Page 11 of Elven Crown

It was impossible to tell which would rise victorious.

She couldn’t even tell if those two things were entirely separate, but it didn’t matter.

Her final words had done what they were supposed to do.

“Fine.” The word came out of him like a curse—or like pulling a stubborn piece of shrapnel out of his flesh.

The second it left his lips, though, the growing tension between them lightened.

Not all the way but enough for Rebecca to feel like she could breathe again.

Enough for her to be fairly sure the shifter had regained his senses too.

He knew she was right. The way he looked at her now told her he’d remembered the same thing she did.

They’d made each other an agreement earlier tonight, on their way back from the Old Joliet Prison before any of the chaos inside Shade headquarters had caught up with them. Before anynews of an elven prisoner held in the stockade had reached them.

Maxwell Hannigan had agreed to give her a chance as Shade’s commander and as someone he could try to trust—someone whose orders he could try to follow—because that was how things worked. Rebecca had agreed to let him do his job.

The two were not mutually exclusive. They had to work together if they were to improve the state of this task force with any lasting efficacy.

This was one of those moments where Maxwell needed to try.

When he finally tore his gaze away from her face, sighing heavily through his nose and shaking his head, the relief washing through her was an unexpected bonus.

She’d hoped she wouldn’t have to spell it out for him again so soon, to remind him of the temporary truce they’d entered, albeit more or less on a trial basis.

If they were each going to do their jobs, the shifter had to get off his high horse and give her enough space to do her best first, at the very least, before he blamed her for failing.

Apparently, this was what that looked like.

“But I won’t make any special accommodations for him,” Maxwell warned.

Well, this was a start. The shifter was relenting and deferring to her leadership. For now. Rebecca could work with that.

“I’d be severely disappointed if you did,” she replied.

He glanced up at her again with something she could have sworn bordered on a hint of embarrassment.

But then their little spat in the hallway came to an abrupt end when the same door to the security room Maxwell had exited opened again with a soft squeal of its hinges, and they were no longer alone.

“Oh. Um…” Rick froze in the hallway, looking quickly back and forth between Rebecca and Maxwell before he grimaced.

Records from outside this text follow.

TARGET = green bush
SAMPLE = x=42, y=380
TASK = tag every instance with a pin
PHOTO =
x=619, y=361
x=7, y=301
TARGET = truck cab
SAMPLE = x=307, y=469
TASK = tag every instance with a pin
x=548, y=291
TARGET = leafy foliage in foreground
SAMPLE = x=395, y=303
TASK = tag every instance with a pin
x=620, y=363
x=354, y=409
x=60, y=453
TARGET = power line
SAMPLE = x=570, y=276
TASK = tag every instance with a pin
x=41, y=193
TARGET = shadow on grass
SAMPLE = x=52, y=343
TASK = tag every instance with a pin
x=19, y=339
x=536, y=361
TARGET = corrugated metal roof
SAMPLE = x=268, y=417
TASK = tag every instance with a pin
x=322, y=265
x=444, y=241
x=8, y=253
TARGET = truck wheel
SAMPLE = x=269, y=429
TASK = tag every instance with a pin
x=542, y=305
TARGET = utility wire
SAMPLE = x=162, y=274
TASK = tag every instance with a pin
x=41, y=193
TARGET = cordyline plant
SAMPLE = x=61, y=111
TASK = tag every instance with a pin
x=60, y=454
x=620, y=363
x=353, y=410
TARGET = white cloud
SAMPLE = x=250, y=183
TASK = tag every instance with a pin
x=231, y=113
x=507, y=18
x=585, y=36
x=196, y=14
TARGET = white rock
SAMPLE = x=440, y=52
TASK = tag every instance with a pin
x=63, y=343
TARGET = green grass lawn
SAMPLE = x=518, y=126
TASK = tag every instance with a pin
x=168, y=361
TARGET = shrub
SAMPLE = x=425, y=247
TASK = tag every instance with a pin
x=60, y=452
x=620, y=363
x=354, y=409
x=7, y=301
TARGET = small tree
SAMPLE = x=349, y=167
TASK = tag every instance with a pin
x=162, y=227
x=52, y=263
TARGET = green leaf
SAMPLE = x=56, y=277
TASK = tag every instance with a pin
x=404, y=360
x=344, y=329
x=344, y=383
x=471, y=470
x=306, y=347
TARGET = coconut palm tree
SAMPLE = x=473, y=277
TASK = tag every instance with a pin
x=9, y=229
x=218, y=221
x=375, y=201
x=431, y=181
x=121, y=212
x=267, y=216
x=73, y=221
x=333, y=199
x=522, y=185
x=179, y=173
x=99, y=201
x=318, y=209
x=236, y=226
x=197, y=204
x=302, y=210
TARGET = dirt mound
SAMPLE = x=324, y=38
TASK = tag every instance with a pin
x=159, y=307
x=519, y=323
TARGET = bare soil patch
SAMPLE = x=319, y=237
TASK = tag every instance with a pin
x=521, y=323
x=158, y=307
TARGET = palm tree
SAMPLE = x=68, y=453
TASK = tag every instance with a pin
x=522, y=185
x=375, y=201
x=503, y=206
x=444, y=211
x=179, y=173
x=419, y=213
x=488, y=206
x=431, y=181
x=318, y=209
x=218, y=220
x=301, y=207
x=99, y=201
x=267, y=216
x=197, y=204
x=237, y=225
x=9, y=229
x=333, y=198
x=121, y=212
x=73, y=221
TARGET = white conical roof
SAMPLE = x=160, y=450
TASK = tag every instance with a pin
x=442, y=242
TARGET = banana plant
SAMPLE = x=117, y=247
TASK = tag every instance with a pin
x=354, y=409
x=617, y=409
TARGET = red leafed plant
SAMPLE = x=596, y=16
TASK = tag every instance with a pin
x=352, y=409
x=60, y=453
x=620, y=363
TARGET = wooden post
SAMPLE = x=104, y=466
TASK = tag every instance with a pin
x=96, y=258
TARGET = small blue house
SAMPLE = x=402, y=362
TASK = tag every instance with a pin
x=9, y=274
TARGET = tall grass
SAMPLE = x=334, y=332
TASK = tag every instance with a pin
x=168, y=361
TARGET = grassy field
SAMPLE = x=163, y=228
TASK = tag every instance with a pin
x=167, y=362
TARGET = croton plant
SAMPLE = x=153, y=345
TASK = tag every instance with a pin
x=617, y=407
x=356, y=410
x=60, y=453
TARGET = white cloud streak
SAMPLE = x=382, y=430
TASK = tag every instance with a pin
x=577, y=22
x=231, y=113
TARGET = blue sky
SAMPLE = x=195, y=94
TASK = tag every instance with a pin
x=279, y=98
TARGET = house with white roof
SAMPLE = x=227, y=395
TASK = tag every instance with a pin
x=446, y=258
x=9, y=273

It was an unusual expression to see on the blackhorn. With his mottled red-and-black flesh and the barely visible nubs of spiked horns protruding from his bald head, that grimace looked more like its own kind of snarl. Rebecca was sure it would have driven off anyone else who didn’t know Rick as well as she did.

And she didn’t know him nearly as well as Maxwell did. Being Shade’s commander was changing that in record time.

“Should I…just go back and wait?” Rick asked, his hairless eyebrows drawing together in discomfort.

“No,” Rebecca told him with a nod. “We’re finished out here.”

“Oh, okay.” He gave Maxwell one more questioning look, but the Head of Security snorted and folded his arms.

At least he wasn’t openly defying her in front of their shared subordinates.

“Now that you’re here, though, Rick,” she said, “I’d like an update on everything else that’s happened tonight before Hannigan and I returned to the compound. And not the abridged version.”

“Right. Sure.” The blackhorn’s eyelids fluttered. He scrunched up his face, as if it physically pained him to remember the last several hours, then lowered the overly stuffed clipboard in his hand to abandon whatever task had called him from the security room. “Well, our system got flagged. Incoming intel tripped the alarm, and we just…weren’t around to hold it off until we confirmed it.”